Other locations in the lateral neck where ectopic thyroid can be found are the submandibular region^35–39 and the parapharyngeal space.^40–43 In the submandibular region, it has been reported as the only functioning thyroid tissue or in conjunction with a normal thyroid.^35,38 There are some theories on how of ectopic thyroid tissue occurs in the lateral neck. One theory is that nodular growths on the surface of the thyroid gland progressively enlarge and ultimately lose connection to the thyroid, termed exophytic thyroid nodules. Persistence of the lateral thyroid anlage may also be another explanation for occurrence of nonmidline ectopic thyroid tissue in the neck.⁴⁴

Ectopic thyroid can also be found in the anterior mediastinum (see Chapter 7, Surgery of Cervical and Substernal Goiter). In contrast to substernal goiters, which are extensions of neck goiters into the mediastinum, true primary ectopic mediastinal goiters are rare and occur in less than 1% of all goiters. Ectopic thyroid in the mediastinum is usually located near the thymus. Heterotopic thyroid in the mediastinum probably developed from rudiments of developing thyroid being drawn into the chest during descent of the heart and great vessels during embryogenesis (i.e., thyroid rests; see Chapters 2, Applied Embryology of the Thyroid and Parathyroid Glands [Figure 2-3, B] and 10, Reoperation for Benign Disease). This could explain its aberrant locations in the pericardium, heart, and aortic wall.^45–48

Ectopic thyroid has also been reported in the abdomen, such as in the liver, gallbladder, pancreas, and adrenal gland.^49–52 In addition, heterotopic thyroid tissue can occur in the pelvis as struma ovarii, which is a germ cell tumor in the ovary with thyroid tissue comprising more than 50% of the tissue.^53,54 Approximately 5% of struma ovarii are malignant.^53–56 The most common histopathologic subtype of malignant struma ovarii is papillary carcinoma, followed by follicular carcinoma, and a follicular variant of papillary carcinoma.⁵⁷ Diagnosis of malignant struma ovarii is usually made from primary biopsy of the ovary or oophorectomy. Rarely, the diagnosis may be suspected on radioactive iodine whole-body scanning for thyroid malignancy after total thyroidectomy. In such cases oophorectomy establishes the diagnosis. Because the thyroid tissue in struma ovarii is iodine avid and produces thyroglobulin, oophorectomy in such cases facilitates subsequent radioiodine treatment and ease of cancer surveillance.

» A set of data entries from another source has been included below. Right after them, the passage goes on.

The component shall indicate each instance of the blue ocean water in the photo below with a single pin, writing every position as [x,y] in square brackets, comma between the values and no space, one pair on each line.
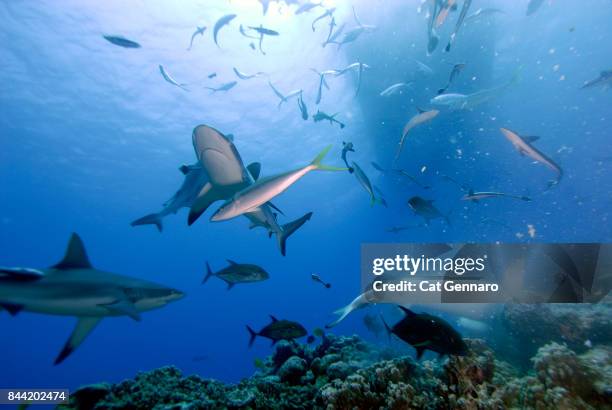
[92,138]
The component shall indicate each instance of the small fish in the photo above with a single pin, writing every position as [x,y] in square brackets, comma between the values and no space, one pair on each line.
[223,21]
[278,330]
[244,76]
[321,116]
[223,87]
[425,209]
[428,332]
[366,184]
[524,148]
[394,89]
[477,196]
[421,118]
[346,148]
[317,278]
[454,73]
[236,273]
[121,41]
[199,31]
[171,80]
[327,13]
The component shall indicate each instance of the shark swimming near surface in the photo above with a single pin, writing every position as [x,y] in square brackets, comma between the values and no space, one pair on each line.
[73,287]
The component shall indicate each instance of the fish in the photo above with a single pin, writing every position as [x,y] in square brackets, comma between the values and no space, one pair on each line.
[278,330]
[462,15]
[524,148]
[306,7]
[199,31]
[195,178]
[73,287]
[284,98]
[427,332]
[327,13]
[321,116]
[244,76]
[456,101]
[394,89]
[263,32]
[121,41]
[237,273]
[171,80]
[346,148]
[425,209]
[366,184]
[303,108]
[317,278]
[265,189]
[477,196]
[604,81]
[421,118]
[533,6]
[223,21]
[454,73]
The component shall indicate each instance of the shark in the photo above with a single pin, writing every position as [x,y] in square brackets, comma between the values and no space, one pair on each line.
[73,287]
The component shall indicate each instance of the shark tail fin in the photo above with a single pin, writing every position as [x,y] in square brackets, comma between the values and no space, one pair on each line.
[253,335]
[317,162]
[151,219]
[289,229]
[209,273]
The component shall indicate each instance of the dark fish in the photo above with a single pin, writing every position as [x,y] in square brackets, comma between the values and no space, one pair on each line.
[237,273]
[317,278]
[427,332]
[346,148]
[425,209]
[278,330]
[122,41]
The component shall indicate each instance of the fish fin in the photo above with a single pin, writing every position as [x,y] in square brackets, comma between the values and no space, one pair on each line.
[322,167]
[204,199]
[254,169]
[11,308]
[289,229]
[407,312]
[123,307]
[209,273]
[253,335]
[151,219]
[82,329]
[76,256]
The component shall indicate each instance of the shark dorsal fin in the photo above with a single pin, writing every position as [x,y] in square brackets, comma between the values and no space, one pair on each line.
[75,257]
[254,169]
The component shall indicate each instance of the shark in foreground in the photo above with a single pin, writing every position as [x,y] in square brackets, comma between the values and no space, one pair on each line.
[73,287]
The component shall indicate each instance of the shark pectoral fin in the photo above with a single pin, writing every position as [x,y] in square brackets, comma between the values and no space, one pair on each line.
[204,199]
[83,328]
[75,256]
[123,307]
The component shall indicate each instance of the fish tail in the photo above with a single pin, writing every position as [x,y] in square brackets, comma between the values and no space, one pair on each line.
[322,167]
[253,335]
[151,219]
[289,229]
[209,273]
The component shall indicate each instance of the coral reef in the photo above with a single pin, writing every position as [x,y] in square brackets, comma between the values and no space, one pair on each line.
[346,373]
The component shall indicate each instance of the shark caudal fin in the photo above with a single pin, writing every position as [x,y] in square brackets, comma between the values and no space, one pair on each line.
[151,219]
[83,328]
[322,167]
[253,335]
[288,229]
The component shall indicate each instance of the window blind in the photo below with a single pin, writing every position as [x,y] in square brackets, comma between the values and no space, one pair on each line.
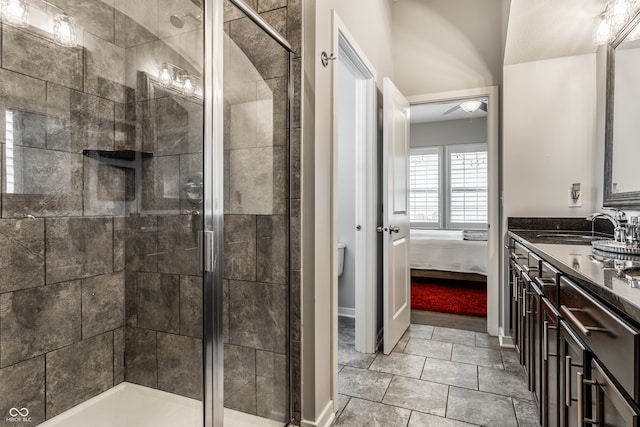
[424,185]
[468,187]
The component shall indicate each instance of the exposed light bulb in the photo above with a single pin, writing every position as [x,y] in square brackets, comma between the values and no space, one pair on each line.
[15,12]
[165,76]
[188,88]
[64,30]
[602,30]
[470,106]
[618,13]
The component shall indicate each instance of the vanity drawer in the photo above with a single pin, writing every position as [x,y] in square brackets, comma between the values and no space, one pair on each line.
[612,340]
[547,280]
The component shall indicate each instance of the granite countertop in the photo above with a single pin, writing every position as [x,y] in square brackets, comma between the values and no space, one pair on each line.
[594,272]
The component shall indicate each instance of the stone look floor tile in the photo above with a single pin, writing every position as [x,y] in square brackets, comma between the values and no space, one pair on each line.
[420,331]
[347,355]
[506,383]
[360,413]
[526,413]
[428,348]
[363,383]
[451,373]
[479,356]
[423,396]
[418,419]
[399,364]
[455,336]
[448,385]
[486,341]
[480,408]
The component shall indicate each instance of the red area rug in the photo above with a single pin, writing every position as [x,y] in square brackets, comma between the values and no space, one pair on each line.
[450,296]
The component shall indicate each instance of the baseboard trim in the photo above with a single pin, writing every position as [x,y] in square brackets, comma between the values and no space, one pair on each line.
[347,312]
[506,341]
[326,418]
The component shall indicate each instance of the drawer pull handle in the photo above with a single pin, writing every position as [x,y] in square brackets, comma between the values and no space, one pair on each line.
[585,330]
[579,386]
[545,340]
[567,381]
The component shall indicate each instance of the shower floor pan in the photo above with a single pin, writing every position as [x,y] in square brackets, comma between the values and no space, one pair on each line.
[132,405]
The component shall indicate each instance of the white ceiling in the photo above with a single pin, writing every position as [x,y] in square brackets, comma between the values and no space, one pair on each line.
[434,112]
[544,29]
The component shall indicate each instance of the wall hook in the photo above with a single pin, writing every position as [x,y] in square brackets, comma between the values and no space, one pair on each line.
[326,58]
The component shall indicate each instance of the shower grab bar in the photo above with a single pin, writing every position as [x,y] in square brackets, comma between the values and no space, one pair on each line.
[259,20]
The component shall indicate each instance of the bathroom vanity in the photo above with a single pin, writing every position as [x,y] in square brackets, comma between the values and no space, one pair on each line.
[575,319]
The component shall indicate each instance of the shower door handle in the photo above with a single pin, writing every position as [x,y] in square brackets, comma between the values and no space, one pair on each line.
[205,245]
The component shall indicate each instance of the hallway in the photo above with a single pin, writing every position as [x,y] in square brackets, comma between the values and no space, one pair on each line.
[434,377]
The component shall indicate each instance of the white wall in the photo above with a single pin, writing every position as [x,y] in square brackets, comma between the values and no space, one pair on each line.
[369,22]
[444,45]
[449,132]
[550,136]
[347,185]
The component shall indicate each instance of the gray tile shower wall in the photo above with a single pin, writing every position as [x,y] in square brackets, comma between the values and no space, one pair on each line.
[99,282]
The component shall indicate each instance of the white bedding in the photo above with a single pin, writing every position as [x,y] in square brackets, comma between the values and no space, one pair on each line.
[446,251]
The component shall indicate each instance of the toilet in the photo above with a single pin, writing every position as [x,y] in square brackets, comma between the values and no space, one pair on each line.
[341,248]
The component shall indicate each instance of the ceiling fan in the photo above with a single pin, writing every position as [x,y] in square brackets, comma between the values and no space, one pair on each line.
[469,106]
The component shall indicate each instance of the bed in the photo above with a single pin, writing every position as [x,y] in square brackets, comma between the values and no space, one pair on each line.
[444,254]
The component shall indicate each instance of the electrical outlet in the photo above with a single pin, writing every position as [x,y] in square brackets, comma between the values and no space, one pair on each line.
[574,203]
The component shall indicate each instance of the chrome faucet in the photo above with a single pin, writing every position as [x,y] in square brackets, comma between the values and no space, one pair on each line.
[619,224]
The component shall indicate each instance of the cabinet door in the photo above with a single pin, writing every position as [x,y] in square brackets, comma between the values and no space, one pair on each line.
[550,366]
[514,293]
[574,366]
[611,406]
[534,324]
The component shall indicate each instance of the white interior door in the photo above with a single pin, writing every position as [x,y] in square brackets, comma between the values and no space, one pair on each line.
[397,285]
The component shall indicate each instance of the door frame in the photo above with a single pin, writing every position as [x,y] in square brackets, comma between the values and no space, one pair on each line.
[343,43]
[494,194]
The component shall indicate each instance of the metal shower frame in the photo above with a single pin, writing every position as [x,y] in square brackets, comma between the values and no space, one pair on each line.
[212,254]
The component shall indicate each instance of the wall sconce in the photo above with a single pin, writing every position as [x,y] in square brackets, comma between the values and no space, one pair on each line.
[16,13]
[173,77]
[470,106]
[64,30]
[575,191]
[612,19]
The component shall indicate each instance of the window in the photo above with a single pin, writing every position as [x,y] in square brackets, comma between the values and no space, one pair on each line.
[467,186]
[452,193]
[424,186]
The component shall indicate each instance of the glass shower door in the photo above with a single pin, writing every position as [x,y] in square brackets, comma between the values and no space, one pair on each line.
[101,146]
[256,217]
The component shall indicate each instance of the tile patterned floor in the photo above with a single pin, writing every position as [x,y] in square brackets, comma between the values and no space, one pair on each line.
[434,377]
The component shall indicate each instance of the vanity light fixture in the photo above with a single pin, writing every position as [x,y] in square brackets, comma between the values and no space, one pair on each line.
[612,19]
[174,77]
[165,75]
[64,30]
[470,106]
[15,12]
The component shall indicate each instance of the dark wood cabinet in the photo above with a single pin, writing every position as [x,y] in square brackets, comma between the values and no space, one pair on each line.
[581,358]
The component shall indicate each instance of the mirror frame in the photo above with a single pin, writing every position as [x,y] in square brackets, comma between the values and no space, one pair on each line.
[609,198]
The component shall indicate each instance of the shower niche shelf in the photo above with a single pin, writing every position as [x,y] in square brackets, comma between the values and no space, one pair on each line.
[120,158]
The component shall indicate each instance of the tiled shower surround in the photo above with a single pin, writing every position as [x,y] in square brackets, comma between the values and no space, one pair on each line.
[99,277]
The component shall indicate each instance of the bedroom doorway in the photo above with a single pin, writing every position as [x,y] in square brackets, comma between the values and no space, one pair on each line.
[454,191]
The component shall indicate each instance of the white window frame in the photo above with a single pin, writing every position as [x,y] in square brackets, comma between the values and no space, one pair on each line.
[441,166]
[461,148]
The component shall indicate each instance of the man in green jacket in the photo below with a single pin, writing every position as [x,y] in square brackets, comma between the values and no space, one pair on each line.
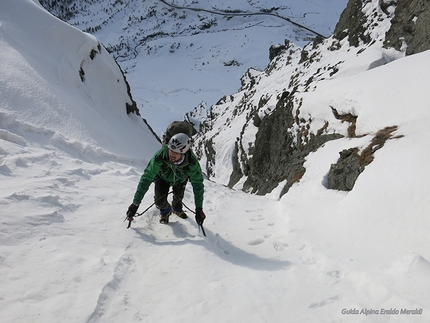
[171,166]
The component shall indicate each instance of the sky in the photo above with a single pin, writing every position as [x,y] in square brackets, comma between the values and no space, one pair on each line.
[71,158]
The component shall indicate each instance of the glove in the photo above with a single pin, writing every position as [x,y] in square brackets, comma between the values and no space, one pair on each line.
[200,216]
[132,209]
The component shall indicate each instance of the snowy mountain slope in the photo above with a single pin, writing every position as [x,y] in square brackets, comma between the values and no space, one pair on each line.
[176,59]
[316,255]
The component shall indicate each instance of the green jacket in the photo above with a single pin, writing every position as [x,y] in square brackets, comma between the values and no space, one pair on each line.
[174,174]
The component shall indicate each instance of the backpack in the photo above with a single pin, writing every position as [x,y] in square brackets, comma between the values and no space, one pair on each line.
[178,127]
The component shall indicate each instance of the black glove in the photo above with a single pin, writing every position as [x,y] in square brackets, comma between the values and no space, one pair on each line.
[132,209]
[200,216]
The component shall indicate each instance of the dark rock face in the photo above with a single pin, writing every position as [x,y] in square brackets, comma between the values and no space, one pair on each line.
[344,173]
[351,163]
[410,25]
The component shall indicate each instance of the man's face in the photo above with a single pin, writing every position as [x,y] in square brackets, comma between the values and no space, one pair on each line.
[174,157]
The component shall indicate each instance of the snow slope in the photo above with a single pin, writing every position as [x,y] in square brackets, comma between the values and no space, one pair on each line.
[316,255]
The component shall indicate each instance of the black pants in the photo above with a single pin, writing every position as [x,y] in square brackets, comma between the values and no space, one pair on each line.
[161,192]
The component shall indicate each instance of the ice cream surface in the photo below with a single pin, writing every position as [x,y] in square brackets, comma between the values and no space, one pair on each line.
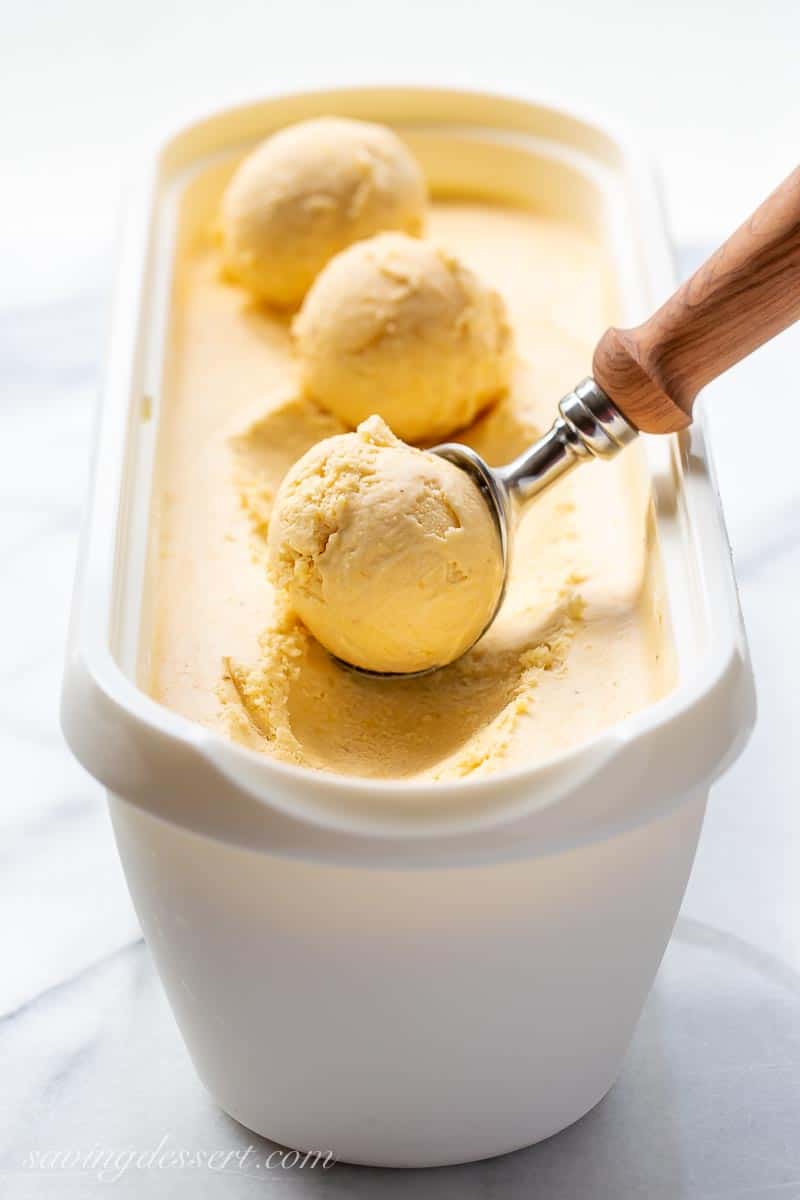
[402,328]
[388,553]
[310,191]
[583,636]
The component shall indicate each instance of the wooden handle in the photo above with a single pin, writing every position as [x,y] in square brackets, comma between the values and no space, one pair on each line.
[746,293]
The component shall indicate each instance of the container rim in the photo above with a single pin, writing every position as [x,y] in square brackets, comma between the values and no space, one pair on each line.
[108,720]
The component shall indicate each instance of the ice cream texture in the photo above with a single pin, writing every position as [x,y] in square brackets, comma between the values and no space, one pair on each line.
[583,636]
[402,328]
[389,555]
[308,192]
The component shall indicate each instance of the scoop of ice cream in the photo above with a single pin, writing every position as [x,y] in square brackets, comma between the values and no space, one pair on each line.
[389,555]
[400,328]
[310,191]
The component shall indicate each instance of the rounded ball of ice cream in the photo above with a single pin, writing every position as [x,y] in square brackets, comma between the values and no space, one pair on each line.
[397,327]
[389,555]
[310,191]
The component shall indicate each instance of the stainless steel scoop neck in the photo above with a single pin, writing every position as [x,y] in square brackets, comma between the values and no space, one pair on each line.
[589,426]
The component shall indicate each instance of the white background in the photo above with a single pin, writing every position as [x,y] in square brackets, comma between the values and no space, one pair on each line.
[710,88]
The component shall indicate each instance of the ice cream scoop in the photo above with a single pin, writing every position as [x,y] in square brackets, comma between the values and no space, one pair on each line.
[645,379]
[398,327]
[389,555]
[310,191]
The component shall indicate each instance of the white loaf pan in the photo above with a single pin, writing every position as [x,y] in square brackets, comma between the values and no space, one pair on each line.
[404,973]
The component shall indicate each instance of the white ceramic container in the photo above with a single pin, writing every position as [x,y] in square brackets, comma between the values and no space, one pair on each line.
[404,973]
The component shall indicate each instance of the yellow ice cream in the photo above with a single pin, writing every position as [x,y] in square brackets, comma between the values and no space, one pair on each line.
[389,555]
[310,191]
[582,639]
[398,327]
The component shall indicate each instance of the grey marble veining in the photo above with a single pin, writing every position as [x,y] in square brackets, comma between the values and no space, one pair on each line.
[709,1101]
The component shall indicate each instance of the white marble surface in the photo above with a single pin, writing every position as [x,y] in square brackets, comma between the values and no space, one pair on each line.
[709,1101]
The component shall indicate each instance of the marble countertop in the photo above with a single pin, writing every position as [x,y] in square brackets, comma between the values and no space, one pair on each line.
[709,1101]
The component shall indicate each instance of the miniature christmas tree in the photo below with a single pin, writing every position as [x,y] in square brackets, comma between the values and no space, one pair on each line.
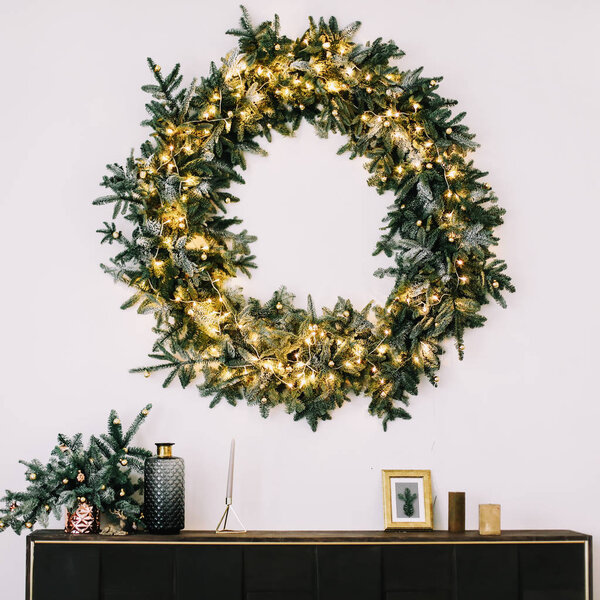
[106,474]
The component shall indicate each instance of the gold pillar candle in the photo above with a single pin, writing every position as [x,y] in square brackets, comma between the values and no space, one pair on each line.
[489,519]
[456,512]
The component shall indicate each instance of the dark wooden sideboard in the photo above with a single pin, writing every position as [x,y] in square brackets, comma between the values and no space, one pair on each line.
[309,565]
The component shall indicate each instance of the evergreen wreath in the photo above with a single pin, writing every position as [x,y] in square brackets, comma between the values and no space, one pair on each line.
[181,251]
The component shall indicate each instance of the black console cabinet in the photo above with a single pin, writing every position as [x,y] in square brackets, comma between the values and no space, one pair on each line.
[350,565]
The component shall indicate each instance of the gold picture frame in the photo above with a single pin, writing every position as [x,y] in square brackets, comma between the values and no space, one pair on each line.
[415,499]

Rarely, ectopic cervical thyroid can be present at two different sites simultaneously. Lingual/sublingual thyroid was the most common ectopic location. Subhyoid was the most common site of a second ectopic thyroid. In approximately 75% of the patients, ectopic thyroid tissue is the only functioning thyroid tissue.^58–61

Treatment of ectopic thyroid in the neck and chest depends on its location and size and whether or not the patient has symptoms or complications from it. Thyroid function tests, neck ultrasound, and thyroid uptake scan may be useful in diagnosis and in clinical management. Small and asymptomatic ectopic thyroid can be observed, as it may be the only functioning thyroid in the patient. Patients with compressive symptoms, suspected bleeding, malignancy, and ulceration need to be treated, either with surgery or radioiodine. Patients with relatively small ectopic mediastinal goiters are usually without symptoms and present with an abnormal incidental chest radiograph. Blood supply is typically from thoracic vessels, and a surgical approach by median sternotomy may be necessary for surgical removal if the ectopic tissue extends quite inferiorly (see Chapter 7, Surgery of Cervical and Substernal Goiter).